Abrupt changes in this hydrocarbon economy, such as under or oversupply, breeds a wide array of ramifications on both oil producing and consuming countries.
The sharp dip in global oil prices convincingly qualifies for the abrupt changes category. An evaluation of the impact of the world is critical to fully understand how devastating or even beneficial such prolonged prices will have on involved parties.
Venezuela is one of the largest exporters of oil with some of the cheapest prices in petroleum. It was reported that subsidies cost the capital, Caracas, over $12 billion per year. In perhaps a politically obstinate move, President Nicolas Maduro has declared that the country will neither enforce higher prices or remove the subsidies. This is against the back drop of an over 60 per cent inflation, which has positioned the country to fall into a recessional spin.
Economic mismanagement has not helped their case. Interestingly, the government’s cautious approach in not increasing prices could possibly be because they wish not to have a repeat of the 1989 petrol price increase riots that resulted in the deaths of hundreds of people.
Saudia Arabia, on the other hand, is the pearl of the oil producing world and inarguably the Organization of the Petroleum Exporting Countries’ most influential member.
Saudi Arabia has such power that if it would cut back on its production, the global oil prices would return to to normal. However, Saudia Arabia has shown no indication of being a team player.
It is probable that the country’s nonchalance stems from its selfish desires to pressure the booming shale and oil industry of the United States and teach the members of OPEC discipline; but the most suspected reason is Saudia Arabia wants to knock out the competition.
The country has deep reserves, approximately worth $700 billion, and therefore can withstand low prices for a relatively long time. The logics behind this strategy is that the current affair of low oil prices will force higher cost producers such as Russia to shut down and in doing this, Saudi Arabia is optimistic about snapping up those newly available shares in the market; a long term plan, indeed, and a brilliant one at that.
However, onlookers must remember that Saudia Arabia employed this exact strategy in the 1980s and the result was a badly affected Saudia Arabian economy. Will the same strategy produce a different result?
Russia is another country heavily dependent on oil exports. It is one of the largest oil producers, with over 70 per cent of its income coming from the energy exportation sector.

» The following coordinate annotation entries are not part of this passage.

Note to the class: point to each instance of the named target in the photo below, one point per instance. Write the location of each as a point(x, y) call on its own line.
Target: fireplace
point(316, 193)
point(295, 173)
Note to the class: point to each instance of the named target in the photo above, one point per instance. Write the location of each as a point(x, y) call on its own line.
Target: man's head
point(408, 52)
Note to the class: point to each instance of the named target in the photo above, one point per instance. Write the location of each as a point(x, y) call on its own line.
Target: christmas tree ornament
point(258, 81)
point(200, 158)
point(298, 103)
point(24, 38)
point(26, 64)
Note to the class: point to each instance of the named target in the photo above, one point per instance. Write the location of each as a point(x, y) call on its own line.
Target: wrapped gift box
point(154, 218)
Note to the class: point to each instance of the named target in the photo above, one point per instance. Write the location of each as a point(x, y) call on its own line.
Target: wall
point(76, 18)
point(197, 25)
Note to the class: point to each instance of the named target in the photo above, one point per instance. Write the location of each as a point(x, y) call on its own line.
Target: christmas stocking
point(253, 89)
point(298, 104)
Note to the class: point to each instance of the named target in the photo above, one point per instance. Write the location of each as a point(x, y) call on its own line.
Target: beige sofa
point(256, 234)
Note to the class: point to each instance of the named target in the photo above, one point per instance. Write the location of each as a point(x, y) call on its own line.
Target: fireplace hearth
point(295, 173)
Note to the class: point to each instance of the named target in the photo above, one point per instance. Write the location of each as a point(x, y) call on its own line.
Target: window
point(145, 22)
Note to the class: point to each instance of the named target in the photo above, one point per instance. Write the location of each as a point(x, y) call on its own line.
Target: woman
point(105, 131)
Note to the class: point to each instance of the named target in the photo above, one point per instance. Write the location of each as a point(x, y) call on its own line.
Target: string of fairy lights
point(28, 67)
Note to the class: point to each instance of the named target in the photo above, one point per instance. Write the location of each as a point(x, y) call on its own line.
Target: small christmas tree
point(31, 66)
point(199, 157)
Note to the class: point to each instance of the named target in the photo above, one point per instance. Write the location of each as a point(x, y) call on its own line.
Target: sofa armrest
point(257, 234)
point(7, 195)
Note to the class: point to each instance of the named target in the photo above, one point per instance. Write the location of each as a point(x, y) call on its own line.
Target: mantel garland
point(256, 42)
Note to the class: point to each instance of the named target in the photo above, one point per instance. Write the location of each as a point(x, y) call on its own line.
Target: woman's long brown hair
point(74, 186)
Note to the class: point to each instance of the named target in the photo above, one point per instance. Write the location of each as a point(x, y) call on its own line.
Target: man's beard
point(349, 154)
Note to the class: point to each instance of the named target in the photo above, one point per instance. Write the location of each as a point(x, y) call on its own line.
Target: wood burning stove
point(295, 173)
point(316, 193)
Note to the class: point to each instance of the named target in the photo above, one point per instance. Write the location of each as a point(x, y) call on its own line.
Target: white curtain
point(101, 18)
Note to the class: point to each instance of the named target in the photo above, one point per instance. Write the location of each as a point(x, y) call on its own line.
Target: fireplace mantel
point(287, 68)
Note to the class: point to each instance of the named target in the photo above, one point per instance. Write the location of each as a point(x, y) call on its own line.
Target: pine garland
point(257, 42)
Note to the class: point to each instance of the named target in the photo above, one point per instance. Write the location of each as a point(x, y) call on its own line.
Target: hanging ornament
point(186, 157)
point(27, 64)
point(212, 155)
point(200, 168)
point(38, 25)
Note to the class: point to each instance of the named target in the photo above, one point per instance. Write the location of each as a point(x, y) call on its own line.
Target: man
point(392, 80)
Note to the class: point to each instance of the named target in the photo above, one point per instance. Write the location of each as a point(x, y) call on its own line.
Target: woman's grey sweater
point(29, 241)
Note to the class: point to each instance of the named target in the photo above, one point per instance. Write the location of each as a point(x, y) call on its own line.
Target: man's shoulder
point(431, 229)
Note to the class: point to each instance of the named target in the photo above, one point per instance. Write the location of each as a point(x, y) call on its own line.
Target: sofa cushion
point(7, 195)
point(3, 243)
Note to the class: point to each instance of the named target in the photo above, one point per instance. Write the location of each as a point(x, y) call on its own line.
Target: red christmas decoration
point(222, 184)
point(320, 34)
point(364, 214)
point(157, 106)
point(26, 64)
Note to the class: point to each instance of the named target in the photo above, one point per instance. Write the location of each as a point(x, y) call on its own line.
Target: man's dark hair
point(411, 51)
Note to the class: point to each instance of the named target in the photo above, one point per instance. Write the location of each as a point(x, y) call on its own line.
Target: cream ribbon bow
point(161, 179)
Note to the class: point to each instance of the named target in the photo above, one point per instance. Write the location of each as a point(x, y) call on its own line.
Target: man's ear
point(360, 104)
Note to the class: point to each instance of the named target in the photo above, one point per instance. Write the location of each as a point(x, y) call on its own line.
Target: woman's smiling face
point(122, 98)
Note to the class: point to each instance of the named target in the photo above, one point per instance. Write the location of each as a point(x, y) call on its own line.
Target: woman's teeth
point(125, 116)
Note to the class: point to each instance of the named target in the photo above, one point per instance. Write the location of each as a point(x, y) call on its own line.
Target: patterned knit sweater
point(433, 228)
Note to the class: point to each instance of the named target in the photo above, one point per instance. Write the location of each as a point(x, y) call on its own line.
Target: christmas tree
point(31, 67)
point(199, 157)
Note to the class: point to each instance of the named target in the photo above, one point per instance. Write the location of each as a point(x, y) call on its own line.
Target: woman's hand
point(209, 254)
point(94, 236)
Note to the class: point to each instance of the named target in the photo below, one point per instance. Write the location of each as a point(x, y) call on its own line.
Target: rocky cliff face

The World Bank has predicted that Russia’s economy will downsize by 0.7 per cent if oil prices continue to slide. This forecast was built from the fact that the nation hemorrhages $2 billion for every $1 drop in oil prices.

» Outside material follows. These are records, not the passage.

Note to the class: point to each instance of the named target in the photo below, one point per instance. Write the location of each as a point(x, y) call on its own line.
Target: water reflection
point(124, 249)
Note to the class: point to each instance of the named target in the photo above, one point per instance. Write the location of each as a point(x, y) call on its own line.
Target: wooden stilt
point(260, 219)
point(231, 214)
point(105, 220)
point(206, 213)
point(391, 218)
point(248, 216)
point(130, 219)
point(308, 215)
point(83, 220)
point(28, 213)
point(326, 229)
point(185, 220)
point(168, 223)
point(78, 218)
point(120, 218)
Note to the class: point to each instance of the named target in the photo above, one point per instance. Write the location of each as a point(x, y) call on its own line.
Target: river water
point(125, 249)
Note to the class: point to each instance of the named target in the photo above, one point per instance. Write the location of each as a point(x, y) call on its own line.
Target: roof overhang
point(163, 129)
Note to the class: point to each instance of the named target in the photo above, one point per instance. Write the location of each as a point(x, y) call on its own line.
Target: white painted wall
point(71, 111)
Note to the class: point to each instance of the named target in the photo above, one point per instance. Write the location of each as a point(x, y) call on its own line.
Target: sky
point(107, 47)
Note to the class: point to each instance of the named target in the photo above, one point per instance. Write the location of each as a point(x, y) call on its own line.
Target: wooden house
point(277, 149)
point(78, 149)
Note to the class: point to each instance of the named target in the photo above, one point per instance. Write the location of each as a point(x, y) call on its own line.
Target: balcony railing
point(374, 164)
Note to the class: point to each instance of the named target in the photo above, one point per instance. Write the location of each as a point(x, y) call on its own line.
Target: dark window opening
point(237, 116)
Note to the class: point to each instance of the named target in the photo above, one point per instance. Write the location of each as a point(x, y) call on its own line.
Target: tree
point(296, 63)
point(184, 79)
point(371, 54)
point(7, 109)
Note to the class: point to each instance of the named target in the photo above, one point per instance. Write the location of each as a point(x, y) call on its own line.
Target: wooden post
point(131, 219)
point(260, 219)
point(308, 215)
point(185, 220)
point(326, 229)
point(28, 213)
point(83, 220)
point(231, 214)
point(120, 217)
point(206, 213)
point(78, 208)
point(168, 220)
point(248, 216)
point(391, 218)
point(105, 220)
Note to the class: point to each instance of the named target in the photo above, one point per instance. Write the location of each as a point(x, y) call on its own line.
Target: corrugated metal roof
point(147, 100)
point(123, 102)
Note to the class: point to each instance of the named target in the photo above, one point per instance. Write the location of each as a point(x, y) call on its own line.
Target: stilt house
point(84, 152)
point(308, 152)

This is beyond significant, but despite the assessment, Russia refuses to cut production citing that a cut in production will see an increase in demand by importer countries, and by extension the inevitable loss of their niche market.
Russia’s issues deepen even more: the western imposed sanctions on it over its support of the separatists in Eastern Ukraine has caused more harm than good. As a result, Russia’s chances of avoiding a recession are miniscule.
U.S. oil production levels are at their highest in 30 years. The extraction of gas and oil from shale formations via hydraulic fracking has been a major cause for the decrease in oil prices. Head of energy strategy at Citi, Seth Kleinman, said, “Shale has essentially severed the linkage between geopolitical turmoil in the Middle East, and oil price and equities.” This, in the American context, is an additional gain.
When discussing U.S. fracking, it’s also important to mention that it’s been a key factor in reducing greenhouse gases. President Obama has gone against many in the environmental movement that support him in order to push for natural gas extraction. Moreover, fracking has led to increased tensions between the U.S. and OPEC.
Like Saudi Arabia, United Arab Emirates, Kuwait and the other Gulf producers have accumulated massive reserves, which means they can absorb losses for some time as well without being devastated.
On the other hand, other OPEC members, including Nigeria, Iraq and Iran, are more limited in this regard, especially when one considers their great budgetary demands and dense populations. Their oil revenues must be consistent and sufficient at the same time. Elsewhere, the European countries have mixed feelings towards the situation.
With economies characterized by weak growth and low inflation, low oil prices are welcomed. Mathematics says that a 10 per cent decrease in prices will translate into a 0.1 per cent growth in economic output. A country like China, which is the largest net importer of oil, is set to benefit. Similarly, India imports over 70 per cent of its oil and thus, falling prices will ease the deficit on its current account. Low prices bring mixed blessings for Japan, even though it’s an importer of oil. The high inflation incited by the equally high oil prices is a critical political part of the current Japanese administration’s growth strategy to combat deflation.
And finally, for Canadians the drop in oil prices has also had mixed results.
For one, the consumers are happy. Seeing prices drop below a dollar a litre has made life easier for anyone with a car, but there’s a downside.
Provincial governments are having trouble balancing their books, and premiers like Kathleen Wynne are contemplating a carbon tax. While that would work with bringing government revenue up, the people at the bottom of the income scale would be hurt the most.
So globally, the ramifications from mass production of oil are numerous and intricate. While OPEC is aiming to get back the market share they’ve lost over the years, consumers are caught in a brutal tug-of-war.
It’s rumoured that OPEC will continue to produce more oil for at least two years, which leaves many governments scrambling for funds.
Hopefully, this crisis should serve as the ideal incentive for these countries to further diversify their economies.